With that nightmare kept safely at bay, however, Van Meegeren’s career has, over the years, frequently been conceived as a story of the Hogan’s Heroes variety, one that transforms the tragedy of the Nazi era into light comedy. For instance, an anecdote, much repeated, holds that Hermann Goering, while awaiting trial at Nuremberg, was transfixed with horror when he learned that his prized Vermeer had turned out to be a fake, “as though it were the first time he had discovered there was evil in the world.” Like so many other tales that have cropped up around Van Meegeren, this one appears to be apocryphal, invented long after Goering’s death.
Goering’s innermost thoughts on the subject of Han van Meegeren are lost to history, but we do know a bit about Goering’s ideas on deception and the twisted joys to be found in its use. During his time at Nuremberg, Goering was interviewed extensively by a psychologist named Gustave Gilbert, who was given access to the major Nazi defendants by the Allies. Hoping to gain insight into the mental processes of these individuals, who had caused pain and suffering on a truly staggering scale, Gilbert tried to draw them out on the big questions of the day—war and peace, right and wrong, innocence and guilt. On April 18, 1946, Gilbert elicited Goering’s opinions about all of these subjects simultaneously, simply by making a single provocative statement. Most people, Gilbert observed, don’t want war or the destruction that it causes and are not grateful to leaders who bring such things to pass. Goering, surprisingly, nodded in agreement and said that this was all quite true: most people don’t want war, and moreover, they have nothing to gain from it. But, Goering added, there are those who know how to control the minds of men.
“The people can always be brought to the bidding of the leaders,” Goering said. “That is easy. All you have to do is tell them they are being attacked and then denounce the pacifists for lack of patriotism and exposing the country to danger. It works the same in any country.”

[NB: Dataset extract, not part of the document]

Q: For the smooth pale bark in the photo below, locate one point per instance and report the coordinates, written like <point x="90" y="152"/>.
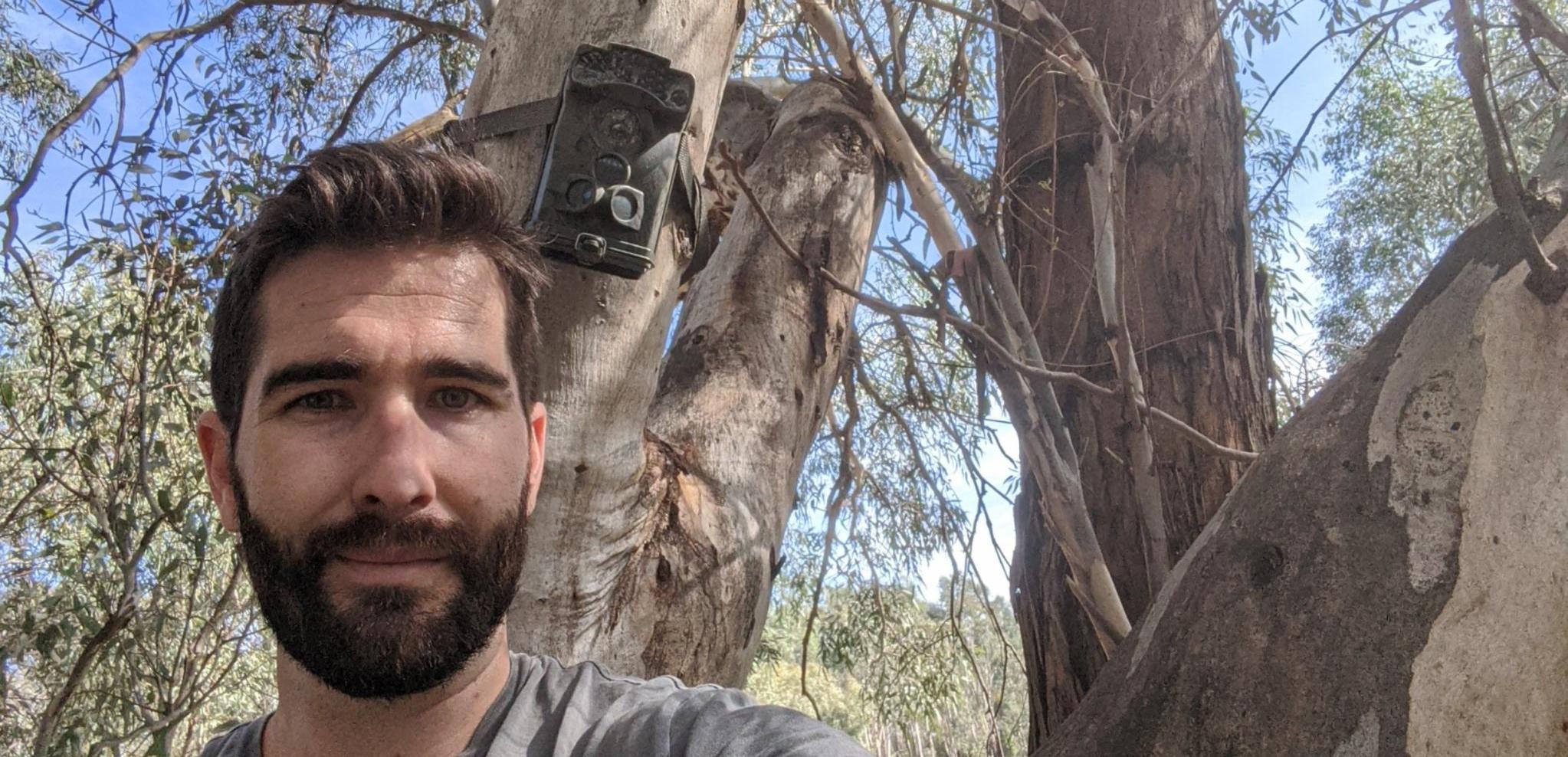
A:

As a prisoner at Nuremberg with the prospect of the gallows looming in his future, Goering, as he himself knew, had no real influence over world events anymore. His big talk, although quite chilling, was now just empty bravado. His power, his position, his place in the scheme of things had all been based on lies, doomed, sooner or later, to fail. And in that regard, the former head of the Luftwaffe resembled no one quite so much as his Dutch doppelganger, his victimizer, the creator of the ever-so-costly painting that had once adorned the walls of Carinhall—Han van Meegeren, the man who made Vermeers.